Tepes, Vlad (graaf Dracula)
Legendarische prins (1431-1476). Weinig Roemenen zijn in de hele wereld zo bekend als prins Vlad Tepes. Vooral Amerikanen zijn dol op de wrede verhalen van Dracula. Aan het eind van de 19e eeuw heeft de Ierse schrijver Bram Stoker het boek "Dracula"geschreven. Hij liet de roman spelen bij de Bargaupas ten noorden van Bistrita (tussen Cluj en Suceava) op de grens van Transylvanië en Moldavië. Het verhaal is meerdere malen verfilmd. Een Engelse makelaar wordt uitgenodigd naar Roemenië te komen bij de boeddrinkende vampier Dracula, die in Londen een huis wil kopen. Hij wordt gevangengehouden in het kasteel, maar ontsnapt en gaat terug naar Londen. Ook Dracula komt daar per boot. In Engeland worden meer slachtoffers gemaakt. Een groep vrienden gaat achter Dracula aan om hem te bestrijden. Die tocht leidt weer naar Roemenië. Uiteindelijk wordt Dracula (voorgoed?) verslagen. De kroonprins Vlad Tepes werd in de 15e eeuw in Sighisoara geboren. Hier wijst men nog zijn geboortehuis. Hij regeerde in Târgoviste, waar hij zich bezig hield de invallende Turken en Bulgaren uit Roemenië weg te houden. Hij werd daarbij geholpen door de Saksen. Zijn manier van afschrik opwekken was nogal wreed. Hij spietste de overwonnen soldaten op puntige palen in de grond. In 1476 vond hij zijn laatste rustplaats in het klooster op het eiland bij Snagov ten noorden van Boekarest. Omdat de legende van Dracula veel toeristen brengt en de rest van het toerisme naar Roemenië maar langzaam op gang komt, heeft de Roemeense regering het plan gemaakt een pretpark rondom dit thema te bouwen. In het begin zou dit in Sighisoara gebouwd worden, maar vanwege het milieu zijn die plannen daar niet doorgegaan. Eind 2003 is besloten om het Draculapark in Snagov te bouwen.

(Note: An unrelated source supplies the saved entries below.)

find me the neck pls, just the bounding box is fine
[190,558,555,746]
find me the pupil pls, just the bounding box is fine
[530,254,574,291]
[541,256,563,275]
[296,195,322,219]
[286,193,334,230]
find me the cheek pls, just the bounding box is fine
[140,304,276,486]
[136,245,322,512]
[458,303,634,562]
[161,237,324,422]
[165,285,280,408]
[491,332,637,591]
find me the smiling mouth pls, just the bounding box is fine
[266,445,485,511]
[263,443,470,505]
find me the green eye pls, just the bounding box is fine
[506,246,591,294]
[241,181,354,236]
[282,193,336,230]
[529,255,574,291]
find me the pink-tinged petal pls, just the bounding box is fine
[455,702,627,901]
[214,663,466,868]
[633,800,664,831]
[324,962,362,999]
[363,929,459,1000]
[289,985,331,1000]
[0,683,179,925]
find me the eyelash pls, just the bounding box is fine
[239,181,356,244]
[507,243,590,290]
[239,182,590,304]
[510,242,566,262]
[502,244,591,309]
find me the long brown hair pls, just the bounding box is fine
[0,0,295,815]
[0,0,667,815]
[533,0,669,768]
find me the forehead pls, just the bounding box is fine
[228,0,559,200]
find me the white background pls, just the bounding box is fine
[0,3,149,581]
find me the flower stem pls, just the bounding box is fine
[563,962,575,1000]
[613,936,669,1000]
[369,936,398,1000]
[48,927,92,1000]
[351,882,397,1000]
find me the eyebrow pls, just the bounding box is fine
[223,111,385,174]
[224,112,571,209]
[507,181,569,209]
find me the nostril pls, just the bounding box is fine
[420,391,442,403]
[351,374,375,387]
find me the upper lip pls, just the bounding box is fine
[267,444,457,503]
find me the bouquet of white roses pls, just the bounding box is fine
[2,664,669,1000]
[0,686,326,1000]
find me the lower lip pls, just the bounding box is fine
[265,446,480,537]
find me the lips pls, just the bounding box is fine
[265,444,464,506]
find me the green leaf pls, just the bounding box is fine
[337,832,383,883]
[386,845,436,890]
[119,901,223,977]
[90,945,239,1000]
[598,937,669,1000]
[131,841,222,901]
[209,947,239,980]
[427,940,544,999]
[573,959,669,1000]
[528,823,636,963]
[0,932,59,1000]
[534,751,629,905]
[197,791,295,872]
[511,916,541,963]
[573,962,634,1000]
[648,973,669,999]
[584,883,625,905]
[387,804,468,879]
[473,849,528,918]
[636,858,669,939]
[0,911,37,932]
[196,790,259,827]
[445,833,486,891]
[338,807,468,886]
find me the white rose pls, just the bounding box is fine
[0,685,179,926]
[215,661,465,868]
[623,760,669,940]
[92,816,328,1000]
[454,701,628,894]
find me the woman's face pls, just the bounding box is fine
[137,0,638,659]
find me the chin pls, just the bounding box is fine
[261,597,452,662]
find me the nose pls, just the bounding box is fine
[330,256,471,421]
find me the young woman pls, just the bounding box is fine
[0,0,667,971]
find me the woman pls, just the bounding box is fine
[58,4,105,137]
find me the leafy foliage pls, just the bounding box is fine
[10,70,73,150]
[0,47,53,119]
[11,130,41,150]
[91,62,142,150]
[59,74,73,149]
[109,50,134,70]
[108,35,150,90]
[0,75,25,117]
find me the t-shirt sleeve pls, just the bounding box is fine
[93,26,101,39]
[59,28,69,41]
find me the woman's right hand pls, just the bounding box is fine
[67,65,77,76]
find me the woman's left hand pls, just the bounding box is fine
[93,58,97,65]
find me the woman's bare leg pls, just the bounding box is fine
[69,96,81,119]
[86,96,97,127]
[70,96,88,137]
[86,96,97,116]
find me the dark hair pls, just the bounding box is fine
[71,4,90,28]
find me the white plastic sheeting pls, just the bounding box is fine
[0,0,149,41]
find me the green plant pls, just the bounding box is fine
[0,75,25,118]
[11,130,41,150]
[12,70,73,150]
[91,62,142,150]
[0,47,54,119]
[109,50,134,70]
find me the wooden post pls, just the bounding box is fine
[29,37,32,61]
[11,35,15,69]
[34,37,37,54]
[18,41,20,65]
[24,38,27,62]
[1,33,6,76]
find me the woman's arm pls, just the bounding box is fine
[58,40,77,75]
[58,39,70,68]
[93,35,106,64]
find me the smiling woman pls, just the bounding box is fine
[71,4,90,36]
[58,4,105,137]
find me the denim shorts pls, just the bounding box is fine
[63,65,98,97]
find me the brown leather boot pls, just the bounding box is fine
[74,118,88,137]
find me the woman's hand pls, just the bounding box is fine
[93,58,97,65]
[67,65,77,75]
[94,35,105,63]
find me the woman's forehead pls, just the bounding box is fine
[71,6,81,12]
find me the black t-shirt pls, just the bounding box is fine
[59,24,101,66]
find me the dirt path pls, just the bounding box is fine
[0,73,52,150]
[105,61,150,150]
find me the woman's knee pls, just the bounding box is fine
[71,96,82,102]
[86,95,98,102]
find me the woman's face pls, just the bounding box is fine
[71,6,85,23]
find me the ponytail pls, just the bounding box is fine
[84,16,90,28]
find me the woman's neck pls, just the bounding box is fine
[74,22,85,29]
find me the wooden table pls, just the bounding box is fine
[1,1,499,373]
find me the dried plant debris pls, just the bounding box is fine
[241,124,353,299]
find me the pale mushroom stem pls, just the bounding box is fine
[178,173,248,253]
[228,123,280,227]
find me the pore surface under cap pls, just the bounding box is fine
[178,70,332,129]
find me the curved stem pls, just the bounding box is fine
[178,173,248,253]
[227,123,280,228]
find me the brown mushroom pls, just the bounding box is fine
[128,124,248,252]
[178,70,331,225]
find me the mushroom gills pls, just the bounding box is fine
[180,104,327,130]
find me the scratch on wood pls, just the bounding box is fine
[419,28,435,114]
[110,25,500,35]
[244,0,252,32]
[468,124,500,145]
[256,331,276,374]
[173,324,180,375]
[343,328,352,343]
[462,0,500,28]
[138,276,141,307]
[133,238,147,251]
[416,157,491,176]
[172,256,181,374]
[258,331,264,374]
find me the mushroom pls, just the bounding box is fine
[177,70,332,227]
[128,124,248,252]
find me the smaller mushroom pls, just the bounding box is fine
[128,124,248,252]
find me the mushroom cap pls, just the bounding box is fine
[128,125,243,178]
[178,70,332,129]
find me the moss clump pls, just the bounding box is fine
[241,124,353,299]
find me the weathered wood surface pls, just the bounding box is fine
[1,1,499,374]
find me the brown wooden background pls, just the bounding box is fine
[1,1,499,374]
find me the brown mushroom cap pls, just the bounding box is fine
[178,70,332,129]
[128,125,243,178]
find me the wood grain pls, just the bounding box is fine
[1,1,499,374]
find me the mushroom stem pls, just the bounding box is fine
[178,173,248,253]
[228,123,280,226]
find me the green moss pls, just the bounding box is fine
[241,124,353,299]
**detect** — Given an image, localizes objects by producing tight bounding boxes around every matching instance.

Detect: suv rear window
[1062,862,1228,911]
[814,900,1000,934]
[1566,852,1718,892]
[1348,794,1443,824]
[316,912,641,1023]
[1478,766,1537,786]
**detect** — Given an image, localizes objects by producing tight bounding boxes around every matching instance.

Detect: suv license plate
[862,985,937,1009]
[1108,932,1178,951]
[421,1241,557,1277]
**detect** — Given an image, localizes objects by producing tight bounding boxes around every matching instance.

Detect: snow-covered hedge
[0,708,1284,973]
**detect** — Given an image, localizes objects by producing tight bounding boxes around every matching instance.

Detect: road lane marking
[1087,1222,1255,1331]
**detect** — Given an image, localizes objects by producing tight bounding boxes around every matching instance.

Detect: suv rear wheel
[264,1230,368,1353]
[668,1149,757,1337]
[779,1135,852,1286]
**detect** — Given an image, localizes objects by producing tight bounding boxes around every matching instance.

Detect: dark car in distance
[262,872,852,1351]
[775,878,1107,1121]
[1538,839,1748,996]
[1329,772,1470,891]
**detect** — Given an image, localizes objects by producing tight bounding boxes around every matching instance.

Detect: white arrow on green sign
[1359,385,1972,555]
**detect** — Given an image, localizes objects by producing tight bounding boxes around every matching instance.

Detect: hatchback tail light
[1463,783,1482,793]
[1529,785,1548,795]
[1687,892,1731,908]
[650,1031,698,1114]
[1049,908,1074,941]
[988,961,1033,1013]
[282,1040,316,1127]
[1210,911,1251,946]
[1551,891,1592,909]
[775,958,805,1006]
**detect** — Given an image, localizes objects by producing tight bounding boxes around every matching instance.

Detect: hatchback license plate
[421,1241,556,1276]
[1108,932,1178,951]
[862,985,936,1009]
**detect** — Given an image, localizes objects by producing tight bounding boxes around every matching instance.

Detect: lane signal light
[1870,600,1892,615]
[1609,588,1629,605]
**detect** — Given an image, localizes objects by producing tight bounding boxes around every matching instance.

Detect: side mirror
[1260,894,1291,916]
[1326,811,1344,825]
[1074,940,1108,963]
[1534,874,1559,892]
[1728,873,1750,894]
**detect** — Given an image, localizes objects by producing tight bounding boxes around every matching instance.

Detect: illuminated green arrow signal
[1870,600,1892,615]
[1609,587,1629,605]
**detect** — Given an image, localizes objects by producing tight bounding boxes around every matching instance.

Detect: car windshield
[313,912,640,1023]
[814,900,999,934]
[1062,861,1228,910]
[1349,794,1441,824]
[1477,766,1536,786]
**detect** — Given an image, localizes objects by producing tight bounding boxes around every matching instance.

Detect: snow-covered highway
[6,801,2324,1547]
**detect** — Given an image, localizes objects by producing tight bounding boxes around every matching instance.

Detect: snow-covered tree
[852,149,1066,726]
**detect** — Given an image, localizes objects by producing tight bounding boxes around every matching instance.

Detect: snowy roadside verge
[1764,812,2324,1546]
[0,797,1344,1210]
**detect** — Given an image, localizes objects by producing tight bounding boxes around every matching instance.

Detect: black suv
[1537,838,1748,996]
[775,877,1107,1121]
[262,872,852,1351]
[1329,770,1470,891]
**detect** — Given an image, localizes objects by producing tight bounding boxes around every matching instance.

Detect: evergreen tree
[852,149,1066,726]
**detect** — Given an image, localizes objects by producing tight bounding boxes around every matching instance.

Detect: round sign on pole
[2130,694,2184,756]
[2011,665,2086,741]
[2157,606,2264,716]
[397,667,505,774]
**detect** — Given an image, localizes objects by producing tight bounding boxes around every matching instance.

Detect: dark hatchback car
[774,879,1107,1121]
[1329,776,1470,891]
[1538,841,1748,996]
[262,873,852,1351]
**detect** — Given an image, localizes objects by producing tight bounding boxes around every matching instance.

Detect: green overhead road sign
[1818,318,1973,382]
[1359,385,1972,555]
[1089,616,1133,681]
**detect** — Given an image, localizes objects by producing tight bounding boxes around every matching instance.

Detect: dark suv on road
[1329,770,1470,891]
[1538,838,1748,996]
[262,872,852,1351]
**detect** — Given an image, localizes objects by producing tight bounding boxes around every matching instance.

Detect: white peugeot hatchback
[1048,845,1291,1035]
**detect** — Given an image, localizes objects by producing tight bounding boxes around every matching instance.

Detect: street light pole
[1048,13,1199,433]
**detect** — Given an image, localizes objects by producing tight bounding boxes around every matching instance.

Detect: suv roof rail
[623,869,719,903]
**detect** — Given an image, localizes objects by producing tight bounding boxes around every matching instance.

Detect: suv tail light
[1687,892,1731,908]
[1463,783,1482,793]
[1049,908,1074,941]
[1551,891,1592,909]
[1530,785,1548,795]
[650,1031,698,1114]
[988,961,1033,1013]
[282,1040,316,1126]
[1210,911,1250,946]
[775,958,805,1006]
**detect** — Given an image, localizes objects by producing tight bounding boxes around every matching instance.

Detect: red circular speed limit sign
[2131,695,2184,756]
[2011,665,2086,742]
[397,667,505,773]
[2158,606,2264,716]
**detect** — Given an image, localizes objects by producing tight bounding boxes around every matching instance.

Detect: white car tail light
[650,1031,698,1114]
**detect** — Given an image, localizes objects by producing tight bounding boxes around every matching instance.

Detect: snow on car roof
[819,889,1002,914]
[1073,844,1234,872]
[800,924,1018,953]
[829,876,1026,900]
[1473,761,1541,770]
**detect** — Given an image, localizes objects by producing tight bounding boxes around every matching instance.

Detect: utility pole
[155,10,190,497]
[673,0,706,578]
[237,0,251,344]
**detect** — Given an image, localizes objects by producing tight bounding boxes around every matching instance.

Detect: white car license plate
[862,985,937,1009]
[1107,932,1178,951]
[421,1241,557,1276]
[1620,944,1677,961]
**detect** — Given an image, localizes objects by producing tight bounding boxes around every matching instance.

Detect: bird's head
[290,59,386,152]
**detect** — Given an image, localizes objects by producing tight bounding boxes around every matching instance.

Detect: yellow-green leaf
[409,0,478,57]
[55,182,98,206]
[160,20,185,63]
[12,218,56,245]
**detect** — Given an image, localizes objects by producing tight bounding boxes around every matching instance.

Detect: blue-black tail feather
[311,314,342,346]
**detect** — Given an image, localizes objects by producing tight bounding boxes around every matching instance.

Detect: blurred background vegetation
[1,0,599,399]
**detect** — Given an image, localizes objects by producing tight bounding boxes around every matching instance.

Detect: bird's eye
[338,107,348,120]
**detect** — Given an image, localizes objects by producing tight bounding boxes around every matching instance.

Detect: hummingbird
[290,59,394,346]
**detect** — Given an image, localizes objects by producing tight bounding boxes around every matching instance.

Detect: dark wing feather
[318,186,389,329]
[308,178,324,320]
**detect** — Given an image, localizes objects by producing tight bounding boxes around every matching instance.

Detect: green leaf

Zie uitgebreide informatie op www.donlinke.com/drakula/vlad.htm (Engels).

foto: Vlad Tepes

Viteazul, Mihai
Mihai Viteazul betekent Michiel de Moedige (1558-1601). Viteazul was van 1593-1601 Prins van Walachije, van 1599-1600 van Transylvanië en in 1600 van Moldavië. Hij is een van de grootste nationale helden van Roemenië. Hij verenigde voor de eerste keer de drie Roemeense prinsdommen onder één bestuur. Zijn leven werd beheerst door de strijd tegen de Turken. In 1595 werd in Alba Iulia een verdrag ondertekend met Transylvanië om gezamelijk de Turken te bestrijden. Viteazul bevrijdde de steden Târgoviste, Boekarest and Braila. Hij bleef doorvechten van Turnu (jud.Teleorman) en Babadag (jud. Tulcea) tot Bacau. Dertig kilometer ten zuiden van Babadag ligt het stadje Mihai-Viteazu, waar elk jaar op 15 juni een historische picknick wordt gehouden. In 1599 behaalde hij een overwinning op een Hongaarse kardinaal in Selimbar (jud. Sibiu) en werd met veel eer in Alba Iulia binnen gehaald. Hij kreeg er de sleutels van de stad aangeboden. In 1601 sneuvelde hij in Câmpia Turzii (jud Cluj) in de strijd tegen de Habsburgers.

foto: Mihai Viteazul

Vlaicu, Aurel
Luchtvaarpionier (1882-1913)
. Hij werd geboren bij Orastie (jud. Hunedoara). Hij studeerde aan de universiteit van München in Duitsland en werkte daarna als ingenieur bij de Opelfabriek in Russelheim. Hij keert terug naar Orastie en bouwde er een vliegtuig: de Vlaicu I. Hij won hiermee veel prijzen vanwege de stabiliteit en de wendbaarheid. Tijdens een poging in 1913 om met de Vlaicu II over de Karpaten te vliegen, stortte hij neer in de buurt van Plotesti. Een leuke site is www.earlyaviators.com/evlaicu.htm (Engels). Ter vergelijking: De Fransman Blériot (1872-1936) stak in 1909 als eerste het Kanaal over.